Chinese artificial intelligence (AI) start-up DeepSeek has introduced a novel approach to improving the reasoning capabilities of large language models (LLMs), as the public awaits the release of the company’s next-generation model.
In collaboration with researchers from Tsinghua University, DeepSeek developed a technique that combines methods referred to as generative reward modelling (GRM) and self-principled critique tuning, according to a paper published on Friday. The dual approach aims to enable LLMs to deliver better and faster results to general queries.
The resulting DeepSeek-GRM models outperformed existing methods, having “achieved competitive performance” with strong public reward models, the researchers wrote. Reward modelling is a process that guides an LLM towards human preferences.
DeepSeek intended to make the GRM models open source, according to the researchers, but they did not give a timeline.
The academic paper, published on the online scientific paper repository arXiv, comes amid speculation about the start-up’s next move following the global attention garnered by the firm’s V3 foundation model and R1 reasoning model.

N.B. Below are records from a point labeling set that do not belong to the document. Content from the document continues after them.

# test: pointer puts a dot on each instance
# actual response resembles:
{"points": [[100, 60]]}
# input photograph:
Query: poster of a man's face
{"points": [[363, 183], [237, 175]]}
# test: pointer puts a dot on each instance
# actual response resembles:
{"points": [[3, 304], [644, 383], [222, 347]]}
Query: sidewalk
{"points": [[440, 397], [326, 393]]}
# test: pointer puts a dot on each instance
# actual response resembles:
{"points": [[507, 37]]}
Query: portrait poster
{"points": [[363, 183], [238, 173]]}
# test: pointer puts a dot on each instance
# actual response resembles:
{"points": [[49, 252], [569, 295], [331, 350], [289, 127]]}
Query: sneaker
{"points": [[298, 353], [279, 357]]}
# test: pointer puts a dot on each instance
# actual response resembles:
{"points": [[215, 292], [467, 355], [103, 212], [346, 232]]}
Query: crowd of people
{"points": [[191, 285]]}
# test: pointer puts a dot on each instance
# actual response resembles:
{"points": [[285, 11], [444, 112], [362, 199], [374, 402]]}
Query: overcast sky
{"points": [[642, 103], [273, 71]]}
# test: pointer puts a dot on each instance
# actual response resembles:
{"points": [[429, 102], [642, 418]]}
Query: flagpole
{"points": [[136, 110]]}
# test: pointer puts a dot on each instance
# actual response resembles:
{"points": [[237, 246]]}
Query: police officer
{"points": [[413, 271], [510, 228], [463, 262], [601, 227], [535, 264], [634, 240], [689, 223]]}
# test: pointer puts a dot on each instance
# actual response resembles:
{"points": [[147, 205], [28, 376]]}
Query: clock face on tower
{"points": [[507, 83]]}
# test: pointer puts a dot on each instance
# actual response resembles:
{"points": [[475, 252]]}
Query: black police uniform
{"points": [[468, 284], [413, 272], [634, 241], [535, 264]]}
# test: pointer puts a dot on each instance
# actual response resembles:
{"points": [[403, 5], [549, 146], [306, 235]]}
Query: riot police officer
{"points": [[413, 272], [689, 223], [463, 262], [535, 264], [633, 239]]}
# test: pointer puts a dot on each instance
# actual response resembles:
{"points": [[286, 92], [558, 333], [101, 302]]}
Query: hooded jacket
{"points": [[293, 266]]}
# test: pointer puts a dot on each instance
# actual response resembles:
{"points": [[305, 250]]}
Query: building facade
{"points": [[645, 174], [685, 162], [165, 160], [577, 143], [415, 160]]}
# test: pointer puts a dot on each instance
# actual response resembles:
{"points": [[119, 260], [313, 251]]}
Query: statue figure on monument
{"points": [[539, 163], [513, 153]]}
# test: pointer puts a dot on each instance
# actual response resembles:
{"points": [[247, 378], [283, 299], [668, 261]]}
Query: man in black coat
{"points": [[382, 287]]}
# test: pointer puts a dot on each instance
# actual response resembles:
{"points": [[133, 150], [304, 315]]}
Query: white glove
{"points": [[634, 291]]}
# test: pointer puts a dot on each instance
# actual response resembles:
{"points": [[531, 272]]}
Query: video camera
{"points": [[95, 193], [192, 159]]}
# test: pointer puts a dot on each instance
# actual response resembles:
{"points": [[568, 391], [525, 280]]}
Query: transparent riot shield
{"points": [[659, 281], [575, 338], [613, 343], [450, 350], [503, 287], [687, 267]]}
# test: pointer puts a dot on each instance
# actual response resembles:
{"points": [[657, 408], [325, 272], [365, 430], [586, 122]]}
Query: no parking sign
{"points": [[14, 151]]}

Reuters reported last month that DeepSeek-R2, the successor to R1, could be released as soon as this month, as the company rushes to capitalise on its rising profile. The release of DeepSeek-R1 rocked the global tech community with its cost-efficient performance that rivalled leading models.
DeepSeek has remained tight-lipped about the rumoured R2 release. It has not commented on the matter through official public channels, but a customer service account denied the report in a group chat with business clients, Chinese media outlets reported last month.